Snow: Winter Wonderland or Jesus's Dandruff?

Paradise found.

Paradise found.

Outside snow is falling and I’m so excited it’s like a Pointer Sisters concert in here.

Something about snow just makes you feel good. The pure whiteness of the flakes as they gather on the ground, covering every surface with nature’s version of a clean slate; the quiet that follows a fresh snowfall, silencing a city that was screaming to be heard mere hours before; the still-palpable-after-all-these-years feeling that you just might get a snow day—that coveted, surprise release from commitments that causes you to well up with the warm hope in your stomach typically reserved for first loves, Tom Jones songs and scenes from Dirty Dancing.

“I carried a watermelon." And I got a snow day. Life rules.

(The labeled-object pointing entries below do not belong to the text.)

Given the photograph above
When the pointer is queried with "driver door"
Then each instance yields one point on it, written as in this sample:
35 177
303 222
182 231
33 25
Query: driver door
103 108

Snow is damn sexy. It looks hot as it’s falling and just as hot when it’s lying down, spread like a luscious, whipped cream cheese on the ground. And who doesn’t love a good whipped cream cheese? You want to run out there and put down some fresh tracks, and stay inside watching it in equal measure. Snow is nostalgia. You feel like a kid, you feel like a mountain man, you feel like Bing Crosby in a sleigh, rocking a little flask of the good stuff as you survey the manicured tundra that is the backdrop of the movie of your life (in Bing’s case that’s a movie that stars white people, acting very white, in their white winter wonderland. In mine it stars one white girl, acting ridiculous, in her dirty slush paradise). Your heart says let’s make snow angels, but your brain says wet jeans are going to suck.

Briefly, you flash on frost bite you’ve known and loved, your fingertips tingling at the thought of it. You think of the time that guy in fourth grade got his tongue stuck on the frozen tetherball pole. Who the hell licks the tetherball pole? Wait, are people still playing tetherball? Then you remember the slip on the ice that bruised your ass, the numb skull, the icicle nostrils, the brutality of the wind smacking you in the face. God, winter blows.

But outside it looks so nice.

Snow is iconic. It’s legendary. Snowmaggeddon, the Storm of the Century, the Great Blizzard of fill in the blank—people love to label a storm. And they love to document a storm. In the era of social media, no good storm comes without a litany of selfies to communicate just how bitchin’ that blizzard really was. And you know it was if you have need to use the word “bitchin.’”

A cue to stick your tongue out, a call to arms to amass an arsenal of snowballs, the setting of many an epic, blizzard-soaked sporting event (Packers vs. Broncos 1984, anyone?); snow rules and humans can’t help themselves but to enjoy the absolute shit out of it. And why the hell not?

Soft snow falling brings with it the sensation of peace and of calm, like we can hit the pause button and just listen to the stillness for a few. Right about now that seems like just what the doctor ordered. A few snowbound hours to take a breath and exhale the noise will do us all some good.

Because nobody puts Baby in a corner, not even a blizzard.